Discuss your child's aspirations with the IEP team and begin brainstorming ways to assist your child in reaching his/her goals to the best of their ability. Be realistic but do NOT count the child out! These are their dreams. It is vital for a child to develop self-determination skills. It is the job of the IEP Team and the child's parents to assist the child in reaching these goals as far as they are able.
Look for programs that will allow your child to try new things and stretch his/her wings. Many children begin job sampling at approximately age 15-16. This gives them a realistic idea of skills and talents they have, places they might like to work and jobs they might do.
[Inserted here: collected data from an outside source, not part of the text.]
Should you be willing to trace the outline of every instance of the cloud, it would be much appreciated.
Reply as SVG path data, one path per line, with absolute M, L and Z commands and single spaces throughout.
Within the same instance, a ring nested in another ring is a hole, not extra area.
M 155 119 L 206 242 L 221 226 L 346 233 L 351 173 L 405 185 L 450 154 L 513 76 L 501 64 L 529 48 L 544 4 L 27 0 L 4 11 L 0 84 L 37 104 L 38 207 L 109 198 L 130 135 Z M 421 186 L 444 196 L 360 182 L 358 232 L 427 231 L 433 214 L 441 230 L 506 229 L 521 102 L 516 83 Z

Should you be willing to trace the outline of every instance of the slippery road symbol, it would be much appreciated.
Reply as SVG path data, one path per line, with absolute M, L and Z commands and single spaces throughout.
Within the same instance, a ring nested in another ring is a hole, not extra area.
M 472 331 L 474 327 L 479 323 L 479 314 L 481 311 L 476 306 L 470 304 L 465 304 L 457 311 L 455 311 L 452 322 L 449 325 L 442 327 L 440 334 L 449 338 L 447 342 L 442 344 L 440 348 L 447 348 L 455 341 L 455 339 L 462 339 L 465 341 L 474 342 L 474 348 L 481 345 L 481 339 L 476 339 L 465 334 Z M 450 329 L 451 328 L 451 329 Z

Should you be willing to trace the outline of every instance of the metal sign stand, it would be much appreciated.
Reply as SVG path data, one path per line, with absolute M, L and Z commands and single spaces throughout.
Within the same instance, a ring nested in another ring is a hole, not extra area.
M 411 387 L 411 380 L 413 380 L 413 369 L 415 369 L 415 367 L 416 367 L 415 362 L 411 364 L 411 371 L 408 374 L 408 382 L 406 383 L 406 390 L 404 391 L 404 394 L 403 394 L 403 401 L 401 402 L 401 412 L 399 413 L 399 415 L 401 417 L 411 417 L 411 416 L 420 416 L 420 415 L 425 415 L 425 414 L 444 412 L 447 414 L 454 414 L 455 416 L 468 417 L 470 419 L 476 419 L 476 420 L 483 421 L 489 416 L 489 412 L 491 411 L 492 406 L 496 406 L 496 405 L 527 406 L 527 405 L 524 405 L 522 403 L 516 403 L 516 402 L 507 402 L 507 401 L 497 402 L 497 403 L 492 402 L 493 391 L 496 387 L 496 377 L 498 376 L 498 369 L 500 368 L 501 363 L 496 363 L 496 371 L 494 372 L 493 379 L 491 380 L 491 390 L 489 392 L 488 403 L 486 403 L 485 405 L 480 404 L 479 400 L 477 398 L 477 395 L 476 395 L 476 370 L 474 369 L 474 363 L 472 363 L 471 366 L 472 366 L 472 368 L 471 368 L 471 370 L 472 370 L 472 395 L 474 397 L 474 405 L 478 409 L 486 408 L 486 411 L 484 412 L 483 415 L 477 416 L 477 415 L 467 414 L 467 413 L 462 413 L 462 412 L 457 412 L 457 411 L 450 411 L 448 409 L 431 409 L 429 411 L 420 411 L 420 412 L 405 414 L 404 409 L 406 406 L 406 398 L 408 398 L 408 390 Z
As a parent/guardian this is also the time to begin looking into school employment training programs, vocational programs, and community programs available in your community. There are no guaranteed programs that will pick up where school leaves off. It is up to the parent to seek out the programs and services most appropriate for their child.
Apply for Division Day Supports. Many states have waiting lists and you'll need to get on those early in order to have services available when your child is ready. Check for Vocational Rehabilitation Programs in your area as well.